I worked more on my
position on catalogs, with some help from Lang. Here are some key ideas:
- Catalogs originated as a way for astronomers to communicate information about images. For example, Abell spent thousands of hours poring over images of the sky; his catalog communicated information he found in those images, so that other workers would not have to repeat the effort. This was at a time that you couldn't just
send them the data and the code.
- Why did the SDSS produce a catalog and didn't just release the images? Because people want to search for sources and measure the fluxes of those sources, and people do this in standard ways; the SDSS made it easier for them by pre-computing all these fluxes and making them searchable. But the SDSS could have produced a piece of fast code and made it easy to run that code on the data instead; that would have been no worse (though harder to implement at the present day).
- One of the reasons people use the SDSS catalogs is not just that they are easy to use, but that they contain all of the Collaboration's knowledge about the data, encoded as proper data analysis procedures. But here it would have been more useful to produce code that knows about these things than a dataset that knows about these things, because the code would be readable (self-documenting), re-usable, and modifiable. Code passes on knowledge, whereas a catalog freezes it.

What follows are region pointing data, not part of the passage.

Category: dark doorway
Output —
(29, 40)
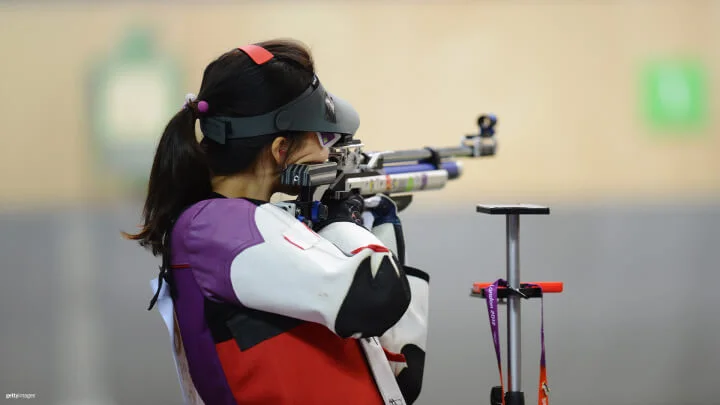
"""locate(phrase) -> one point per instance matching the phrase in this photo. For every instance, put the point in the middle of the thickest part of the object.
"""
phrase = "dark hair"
(232, 85)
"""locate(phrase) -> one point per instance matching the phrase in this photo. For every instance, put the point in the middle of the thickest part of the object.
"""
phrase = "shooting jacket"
(262, 310)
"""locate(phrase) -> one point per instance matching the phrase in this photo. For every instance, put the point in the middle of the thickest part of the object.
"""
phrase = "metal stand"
(514, 395)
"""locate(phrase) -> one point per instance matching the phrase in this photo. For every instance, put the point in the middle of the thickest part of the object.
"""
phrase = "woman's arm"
(342, 277)
(409, 336)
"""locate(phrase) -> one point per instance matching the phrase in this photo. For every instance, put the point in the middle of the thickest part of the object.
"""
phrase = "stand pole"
(513, 307)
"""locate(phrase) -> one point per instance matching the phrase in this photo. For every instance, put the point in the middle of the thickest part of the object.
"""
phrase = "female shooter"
(263, 309)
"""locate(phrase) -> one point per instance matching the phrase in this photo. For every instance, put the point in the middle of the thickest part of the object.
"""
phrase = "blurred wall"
(563, 78)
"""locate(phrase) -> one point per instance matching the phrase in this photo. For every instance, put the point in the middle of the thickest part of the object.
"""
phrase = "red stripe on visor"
(328, 139)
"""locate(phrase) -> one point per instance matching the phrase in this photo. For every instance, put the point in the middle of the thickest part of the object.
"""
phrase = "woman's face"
(310, 151)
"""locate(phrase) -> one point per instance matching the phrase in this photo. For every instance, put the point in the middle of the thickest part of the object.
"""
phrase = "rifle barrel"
(423, 154)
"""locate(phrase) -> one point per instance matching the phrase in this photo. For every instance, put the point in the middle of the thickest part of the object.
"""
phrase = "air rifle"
(397, 174)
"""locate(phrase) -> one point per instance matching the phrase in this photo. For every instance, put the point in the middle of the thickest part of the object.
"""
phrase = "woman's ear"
(279, 150)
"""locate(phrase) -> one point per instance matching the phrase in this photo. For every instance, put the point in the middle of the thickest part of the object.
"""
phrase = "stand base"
(514, 398)
(511, 398)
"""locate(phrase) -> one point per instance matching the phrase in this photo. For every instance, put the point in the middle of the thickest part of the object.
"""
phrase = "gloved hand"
(383, 209)
(347, 210)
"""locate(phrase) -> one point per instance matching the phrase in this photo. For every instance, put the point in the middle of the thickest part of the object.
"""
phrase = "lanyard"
(492, 304)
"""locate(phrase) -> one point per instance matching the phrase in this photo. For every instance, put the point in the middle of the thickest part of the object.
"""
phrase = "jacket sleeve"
(263, 258)
(408, 336)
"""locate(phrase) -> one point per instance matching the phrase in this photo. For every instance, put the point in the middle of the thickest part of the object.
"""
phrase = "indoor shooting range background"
(605, 113)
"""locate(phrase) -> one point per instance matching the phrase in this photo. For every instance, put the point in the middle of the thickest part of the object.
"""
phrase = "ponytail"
(180, 177)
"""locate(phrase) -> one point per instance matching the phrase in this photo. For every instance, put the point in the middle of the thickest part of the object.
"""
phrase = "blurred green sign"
(135, 89)
(674, 94)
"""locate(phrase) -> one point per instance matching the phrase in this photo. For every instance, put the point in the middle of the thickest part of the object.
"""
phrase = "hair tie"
(202, 106)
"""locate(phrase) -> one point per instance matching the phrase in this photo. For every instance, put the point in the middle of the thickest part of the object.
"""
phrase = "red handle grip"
(547, 286)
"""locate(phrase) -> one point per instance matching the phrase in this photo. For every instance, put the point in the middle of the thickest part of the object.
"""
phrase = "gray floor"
(638, 323)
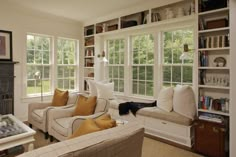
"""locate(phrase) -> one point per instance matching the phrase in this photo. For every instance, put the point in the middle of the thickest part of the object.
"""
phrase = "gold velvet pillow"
(85, 106)
(60, 98)
(86, 127)
(105, 122)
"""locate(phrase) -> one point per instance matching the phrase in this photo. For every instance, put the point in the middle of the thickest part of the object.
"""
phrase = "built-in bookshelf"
(213, 59)
(89, 53)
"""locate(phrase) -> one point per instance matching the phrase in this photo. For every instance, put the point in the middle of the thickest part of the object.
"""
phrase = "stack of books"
(211, 117)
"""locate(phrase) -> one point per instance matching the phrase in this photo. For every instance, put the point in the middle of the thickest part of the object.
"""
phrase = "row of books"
(214, 41)
(211, 117)
(208, 103)
(203, 58)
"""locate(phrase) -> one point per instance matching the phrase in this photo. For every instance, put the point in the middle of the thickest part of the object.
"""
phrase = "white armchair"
(38, 113)
(62, 124)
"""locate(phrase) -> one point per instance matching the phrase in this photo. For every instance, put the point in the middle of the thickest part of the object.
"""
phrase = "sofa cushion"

- The catalogs are ultimately frequentist, in that hard decisions (about, say, deblending) are made based on arithmetic operations on the data, and then the down-stream data analysis goes according to those decisions, even when the real situation is that there is uncertainty. If, instead of a fixed catalog there was a piece of code that takes any catalog and returns the likelihood of that catalog given the imaging, we could analyze those decisions probabilistically and do real inference.
And other Important Things like that.